This summer, Paris is hosting millions of tourists. While foreigners ascended the Eiffel Tower or descended into the catacombs, many of the French headed west. Instead of the fever dreams of Americana at Disneyland, they went in search of their own history.
Over 250 acres of the Vendée, Puy du Fou sits far from the metropole, in the old heartland of king and church. Its falconers, riders and swordsmen dressed as Gauls and knights send a clear message: This nation is built on faith in Christ and patriotic duty to serve for the glory of France.
For decades, that message was, at best, niche. Created in 1978 by Philippe de Villiers, a longtime opponent of European integration and migration, the park spoke mainly to hardcore loyalists to an older France. Fearing for the disappearance of Gallic pride, de Villiers turned his estate into a recruiting sergeant for a nationalism he believed was getting lost in the fairy tales popularized by Disney.
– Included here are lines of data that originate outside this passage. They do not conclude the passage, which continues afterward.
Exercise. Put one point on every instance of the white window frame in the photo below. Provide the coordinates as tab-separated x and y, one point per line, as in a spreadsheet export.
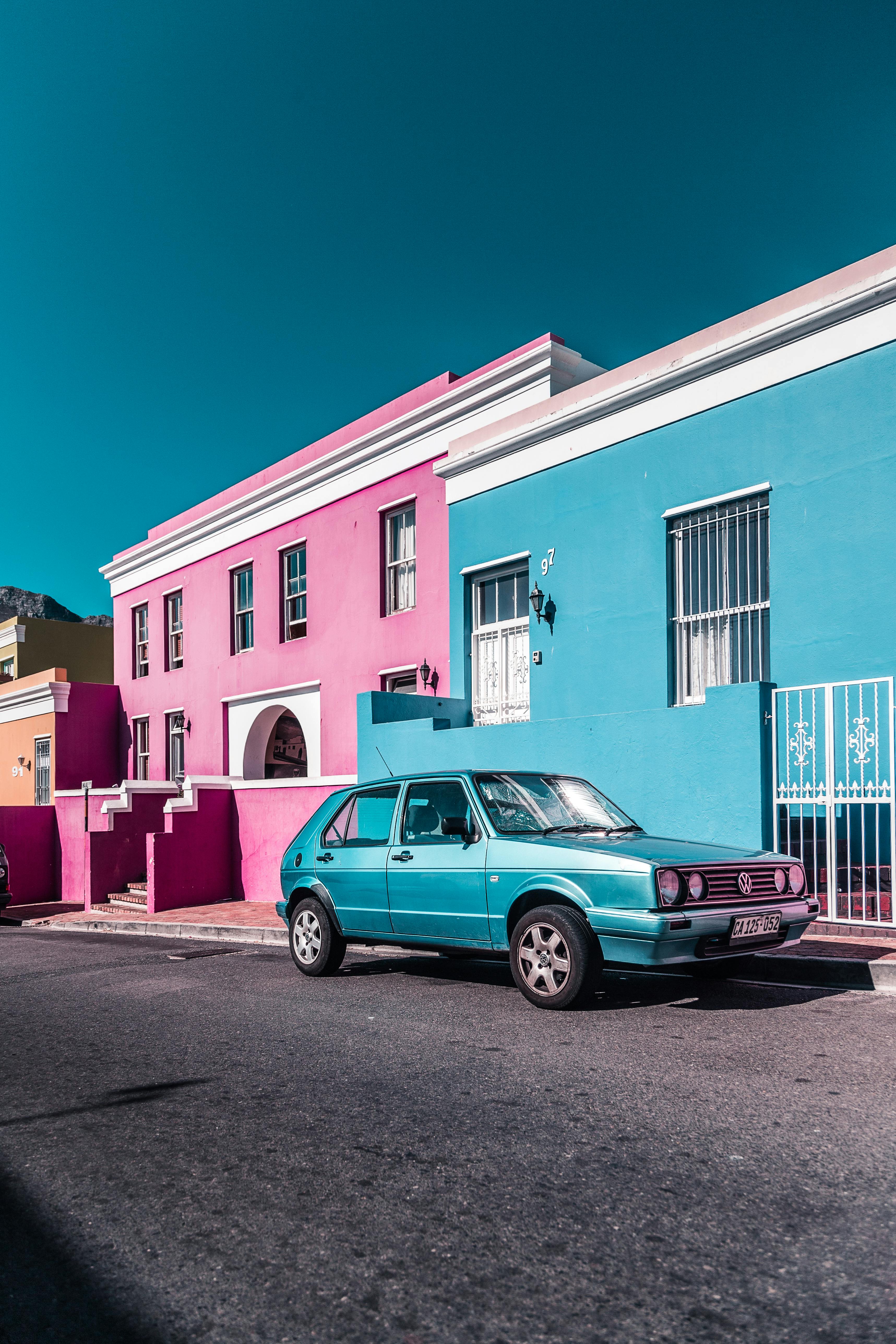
721	595
142	748
245	616
142	663
297	599
401	570
42	796
500	659
175	740
175	630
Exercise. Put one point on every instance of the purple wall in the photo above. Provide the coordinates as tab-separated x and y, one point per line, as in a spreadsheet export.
190	862
31	840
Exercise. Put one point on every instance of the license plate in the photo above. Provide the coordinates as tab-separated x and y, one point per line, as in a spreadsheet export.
755	927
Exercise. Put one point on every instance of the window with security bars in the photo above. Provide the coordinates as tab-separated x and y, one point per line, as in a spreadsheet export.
42	772
501	648
142	749
295	595
401	561
142	642
175	603
244	611
721	596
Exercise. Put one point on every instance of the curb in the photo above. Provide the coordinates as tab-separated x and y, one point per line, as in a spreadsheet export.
224	933
828	972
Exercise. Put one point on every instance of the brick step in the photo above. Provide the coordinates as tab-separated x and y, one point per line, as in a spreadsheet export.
135	900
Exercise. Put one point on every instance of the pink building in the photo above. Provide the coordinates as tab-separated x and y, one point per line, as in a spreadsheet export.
246	627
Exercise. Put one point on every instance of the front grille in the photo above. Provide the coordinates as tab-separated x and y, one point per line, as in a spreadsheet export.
723	883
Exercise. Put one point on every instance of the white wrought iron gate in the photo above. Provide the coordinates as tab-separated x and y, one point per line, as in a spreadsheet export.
833	752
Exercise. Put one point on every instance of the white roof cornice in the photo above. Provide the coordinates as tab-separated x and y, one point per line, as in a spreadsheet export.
769	342
31	701
409	440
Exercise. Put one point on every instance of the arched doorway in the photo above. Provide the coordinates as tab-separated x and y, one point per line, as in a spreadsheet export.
287	755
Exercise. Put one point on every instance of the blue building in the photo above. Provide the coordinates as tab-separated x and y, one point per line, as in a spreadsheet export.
711	530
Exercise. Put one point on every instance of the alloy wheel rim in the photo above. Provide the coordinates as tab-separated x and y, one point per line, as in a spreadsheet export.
543	959
307	937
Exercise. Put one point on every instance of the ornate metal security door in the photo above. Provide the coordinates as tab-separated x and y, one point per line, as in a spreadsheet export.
833	749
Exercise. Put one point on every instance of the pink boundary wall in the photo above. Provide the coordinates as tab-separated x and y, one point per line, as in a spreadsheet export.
31	840
229	845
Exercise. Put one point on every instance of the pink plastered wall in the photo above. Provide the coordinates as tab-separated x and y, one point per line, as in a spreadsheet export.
268	820
31	840
349	642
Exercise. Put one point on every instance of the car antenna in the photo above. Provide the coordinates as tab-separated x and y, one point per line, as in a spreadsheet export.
383	760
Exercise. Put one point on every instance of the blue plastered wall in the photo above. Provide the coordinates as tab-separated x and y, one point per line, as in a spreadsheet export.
601	703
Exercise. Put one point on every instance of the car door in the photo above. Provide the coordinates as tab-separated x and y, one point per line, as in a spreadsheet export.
351	859
436	881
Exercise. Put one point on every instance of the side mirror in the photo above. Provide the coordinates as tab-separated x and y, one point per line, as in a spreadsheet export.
457	827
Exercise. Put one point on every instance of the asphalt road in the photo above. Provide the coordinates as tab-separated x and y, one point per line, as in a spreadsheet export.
217	1148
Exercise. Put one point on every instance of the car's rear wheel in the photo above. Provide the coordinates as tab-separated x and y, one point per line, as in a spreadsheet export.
316	945
555	959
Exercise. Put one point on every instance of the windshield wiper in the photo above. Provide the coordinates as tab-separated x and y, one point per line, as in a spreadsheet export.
550	831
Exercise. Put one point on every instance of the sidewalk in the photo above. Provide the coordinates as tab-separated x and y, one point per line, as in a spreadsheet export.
236	921
838	963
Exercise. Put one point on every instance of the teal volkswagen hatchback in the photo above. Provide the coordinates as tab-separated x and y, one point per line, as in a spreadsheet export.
542	867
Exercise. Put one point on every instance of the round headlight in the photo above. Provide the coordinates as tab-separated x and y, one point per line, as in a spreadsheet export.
670	885
698	886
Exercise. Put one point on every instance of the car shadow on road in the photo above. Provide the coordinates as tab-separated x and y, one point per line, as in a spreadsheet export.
49	1293
618	991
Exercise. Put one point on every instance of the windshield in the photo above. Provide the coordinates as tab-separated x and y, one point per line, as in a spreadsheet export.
539	803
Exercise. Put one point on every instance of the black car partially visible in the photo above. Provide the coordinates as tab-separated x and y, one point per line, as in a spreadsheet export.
5	880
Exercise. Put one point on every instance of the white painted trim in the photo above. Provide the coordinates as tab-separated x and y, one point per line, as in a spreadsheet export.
26	703
718	499
266	695
124	803
80	793
768	355
13	635
492	565
322	781
386	509
193	784
418	436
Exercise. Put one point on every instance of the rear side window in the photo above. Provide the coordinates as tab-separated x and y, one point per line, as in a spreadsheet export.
365	820
426	807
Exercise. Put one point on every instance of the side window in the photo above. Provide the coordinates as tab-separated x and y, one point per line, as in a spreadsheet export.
335	834
371	822
428	806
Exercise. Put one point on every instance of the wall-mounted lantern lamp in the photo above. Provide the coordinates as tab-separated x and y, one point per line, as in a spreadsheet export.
429	679
542	608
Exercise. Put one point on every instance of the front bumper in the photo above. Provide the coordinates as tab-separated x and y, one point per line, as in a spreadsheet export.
664	939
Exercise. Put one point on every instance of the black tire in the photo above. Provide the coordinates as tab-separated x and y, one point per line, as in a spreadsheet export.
315	943
574	961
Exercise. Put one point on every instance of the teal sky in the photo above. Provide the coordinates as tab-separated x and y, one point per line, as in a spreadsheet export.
228	229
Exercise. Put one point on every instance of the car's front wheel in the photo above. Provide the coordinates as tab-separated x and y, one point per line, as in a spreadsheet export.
316	945
555	960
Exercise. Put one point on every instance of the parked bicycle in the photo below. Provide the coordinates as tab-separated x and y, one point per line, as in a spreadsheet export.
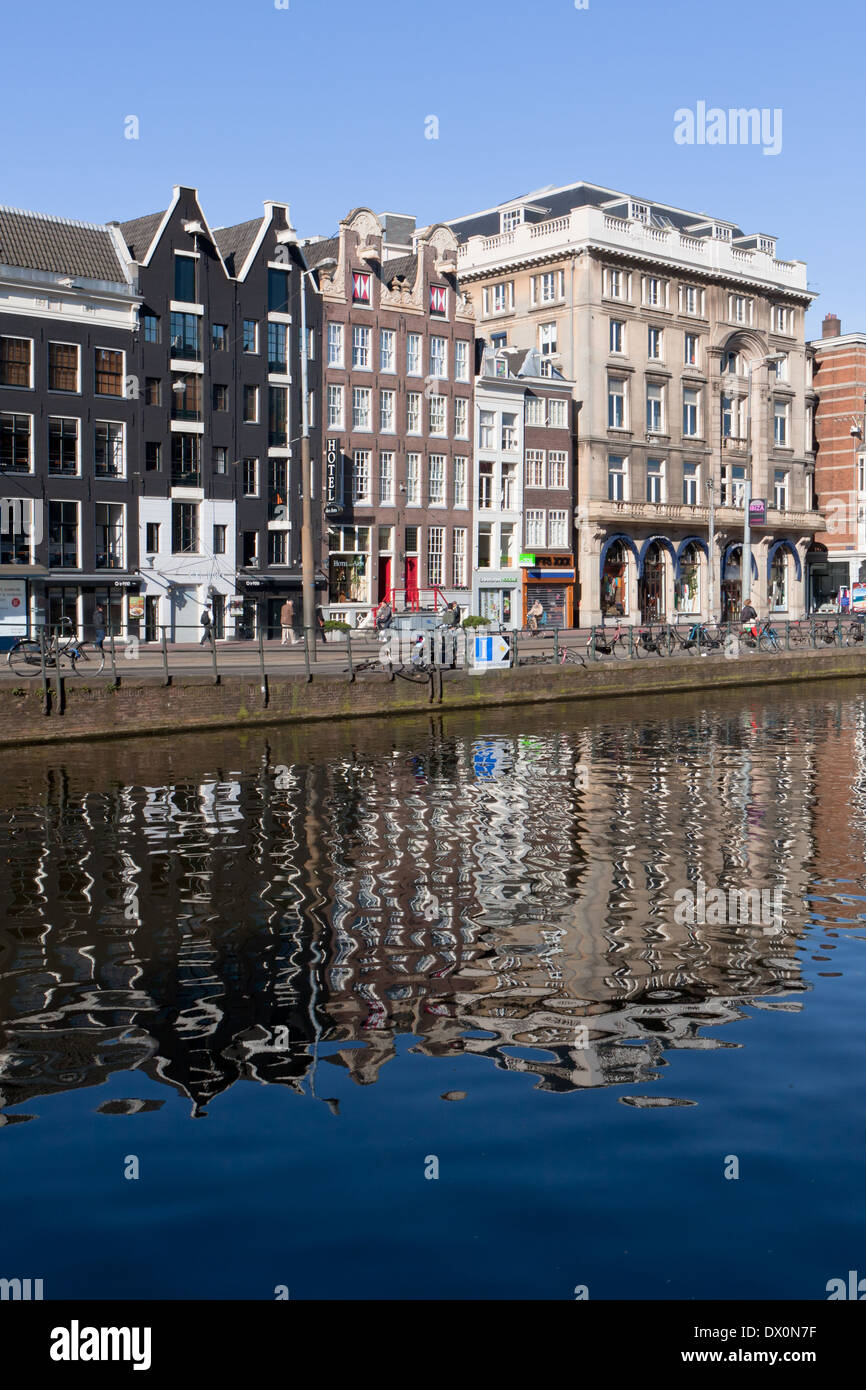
605	642
648	641
64	651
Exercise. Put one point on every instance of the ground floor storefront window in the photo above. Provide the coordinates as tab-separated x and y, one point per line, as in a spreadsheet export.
349	565
651	588
779	583
615	588
687	587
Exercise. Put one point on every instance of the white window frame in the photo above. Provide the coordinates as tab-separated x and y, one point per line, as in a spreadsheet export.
335	407
388	350
362	348
435	480
337	344
388	406
362	460
362	409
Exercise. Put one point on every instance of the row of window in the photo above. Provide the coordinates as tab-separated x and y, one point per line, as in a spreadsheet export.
387	423
63	444
64	531
734	412
414	485
435	364
63	367
655	293
355	542
499	542
733	483
186	338
548	288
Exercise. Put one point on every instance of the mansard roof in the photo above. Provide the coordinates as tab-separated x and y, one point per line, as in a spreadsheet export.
60	245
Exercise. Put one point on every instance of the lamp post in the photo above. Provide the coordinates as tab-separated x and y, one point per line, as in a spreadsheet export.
711	559
747	531
307	562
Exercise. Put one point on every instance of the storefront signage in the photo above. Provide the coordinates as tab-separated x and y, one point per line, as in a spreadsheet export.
13	606
334	489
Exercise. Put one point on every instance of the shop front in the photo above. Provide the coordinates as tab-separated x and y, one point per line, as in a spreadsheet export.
731	583
350	577
549	580
74	602
687	577
498	597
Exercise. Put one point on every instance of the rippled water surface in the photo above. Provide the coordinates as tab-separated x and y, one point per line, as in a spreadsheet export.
288	977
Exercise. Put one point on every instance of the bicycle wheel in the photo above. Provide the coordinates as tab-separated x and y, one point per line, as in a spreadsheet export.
24	658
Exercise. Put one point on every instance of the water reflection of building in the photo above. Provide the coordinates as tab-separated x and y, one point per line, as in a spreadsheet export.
501	895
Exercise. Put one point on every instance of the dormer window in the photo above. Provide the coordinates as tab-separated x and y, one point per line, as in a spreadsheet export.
362	288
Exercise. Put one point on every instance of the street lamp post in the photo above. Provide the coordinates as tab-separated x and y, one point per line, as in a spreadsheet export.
711	559
747	530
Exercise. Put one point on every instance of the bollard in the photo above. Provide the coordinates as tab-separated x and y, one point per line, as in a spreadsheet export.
46	692
264	677
114	676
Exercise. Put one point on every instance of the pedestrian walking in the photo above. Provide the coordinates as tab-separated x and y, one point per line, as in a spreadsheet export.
287	622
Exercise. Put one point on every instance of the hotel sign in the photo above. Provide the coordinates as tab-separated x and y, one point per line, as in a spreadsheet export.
334	480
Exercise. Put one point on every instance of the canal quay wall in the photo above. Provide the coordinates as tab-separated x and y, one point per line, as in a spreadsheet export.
143	705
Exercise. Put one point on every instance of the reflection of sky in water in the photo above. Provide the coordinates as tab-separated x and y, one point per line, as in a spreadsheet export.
334	911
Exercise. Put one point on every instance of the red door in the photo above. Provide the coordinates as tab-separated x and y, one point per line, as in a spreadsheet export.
412	580
384	577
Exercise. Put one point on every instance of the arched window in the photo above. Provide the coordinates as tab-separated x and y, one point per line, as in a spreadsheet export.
615	587
779	581
687	590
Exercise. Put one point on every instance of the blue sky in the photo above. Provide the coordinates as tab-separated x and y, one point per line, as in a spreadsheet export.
324	104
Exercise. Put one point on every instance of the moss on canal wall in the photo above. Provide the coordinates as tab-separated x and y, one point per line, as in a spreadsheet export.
145	706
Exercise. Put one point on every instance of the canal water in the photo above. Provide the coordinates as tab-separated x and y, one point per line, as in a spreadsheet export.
477	1007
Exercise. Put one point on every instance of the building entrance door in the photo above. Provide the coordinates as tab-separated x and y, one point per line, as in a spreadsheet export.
384	577
651	587
412	580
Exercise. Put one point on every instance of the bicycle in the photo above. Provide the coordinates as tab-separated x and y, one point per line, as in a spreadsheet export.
61	652
645	641
609	644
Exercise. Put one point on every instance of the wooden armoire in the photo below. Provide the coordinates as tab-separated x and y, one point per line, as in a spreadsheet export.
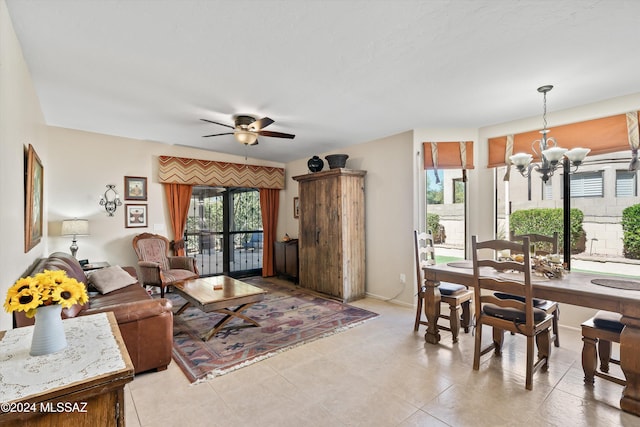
332	232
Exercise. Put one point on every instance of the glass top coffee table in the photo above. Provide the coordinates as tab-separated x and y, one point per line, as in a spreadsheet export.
219	294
Early visitors included then-President Valéry Giscard d’Estaing in 1980, but more recently President Emmanuel Macron has made the trip. Now, Puy du Fou says it welcomes over 2.8 million people a year, making it France’s second-most visited theme park after Disneyland Paris. Unlike Disney, the language here is definitively French. But now Dutch, German, Italian and even some English can be heard along its paths. Notably sparse among the wandering crowds are France’s 6 million Muslims.
The reason is clear. This is a Christian account of France. In an amphitheater built for chariot races and gladiators, crowds cheer the Gauls and the Roman centurion who chooses Christ over the old gods, not the governor sent from Rome. The conversion of King Clovis in the 5th century is trumpeted as the foundation of the nation. The ring said to have been worn by Joan of Arc, patron saint of France, is venerated as a relic in a chapel. The atheists and regicides of the French Revolution who massacred their opponents in the Vendée are shown as villains resisted by a hero faithful to God and the king. Puy du Fou is not merely historic reenactment. It is a faith-and-flag signpost connecting Europe’s past to today’s divisions and a reflection of how more of France wants to see its future.
The park’s rising attendance correlates with a broader political shift. As Marine Le Pen’s National Rally has moved from pariah to polling within striking distance of the presidency, Puy du Fou’s vision of French identity has moved from margin to mainstream.
The park’s narrative arc from Celtic warriors resisting Roman invasion, through knights defending Christendom, to French soldiers holding Verdun, offers visitors a through-line of resistance against foreign domination. The spectacular evening show, “La Cinéscénie,” performed by thousands of local volunteers, sweeps through French history but notably ends before the establishment in 1958 of the present-day Fifth Republic, let alone the European Union. Puy du Fou tells a story of resistance to occupation, to empire and to loss of national identity with the help of 2,000 animals in 20 shows.
The park’s success has spawned imitators. A Spanish version opened in Toledo in 2021, celebrating the Reconquista and El Cid. Plans for shows in Shanghai and even Tennessee suggest the hunger for national narratives is not uniquely French. Similar chronicles echo across the continent. Poland’s government restructured the Museum of the Second World War to emphasize Polish heroism over broader European suffering. Hungary’s House of Terror focuses almost exclusively on crimes by foreign occupiers. The Brothers of Italy party, now in power, takes its name from the Italian national anthem’s opening line.
The transformation is not merely cultural but increasingly political. Where once European integration seemed inevitable, border controls have returned between E.U. member states. Even Germany, whose then-Chancellor Angela Merkel claimed in 2015 “wir shaffen das” — that the country could cope with the migrant crisis — has ended the open-border policy at every point of entry. The Schengen Agreement, that great symbol of borderless Europe, has been suspended or restricted by multiple countries in recent years.
At Puy du Fou’s Viking-era village, families take selfies with warriors defending against raiders — Norsemen with axes and an appetite for murdering monks — in a display that resonates with contemporary anxieties about integration and identity. The parallels with the murder of Father Jacques Hamel in Normandy in 2016 by two Islamic State supporters are not hidden.
De Villiers has long been explicit about these connections, warning that France is on “the edge of the abyss.” The European Union finds itself increasingly unable to counter these narratives. Its technocratic language of regulations and directives struggles to compete with the emotional power of warriors for Christ. Brussels offers economic integration; Puy du Fou offers belonging.
Families visiting the park are seeking not just entertainment but also affirmation that their story holds the glory and honor that fairy tales can only mimic, that tells them who they are and, perhaps more important, who they are not. In the shadow of Puy du Fou’s medieval ramparts, the question isn’t whether Europe’s nationalist moment will pass, but whether the continent’s postwar consensus can survive it.
The thunder of hooves in the show that brings St. Joan back to defend France might be choreographed, but the political earthquakes they echo are all too real.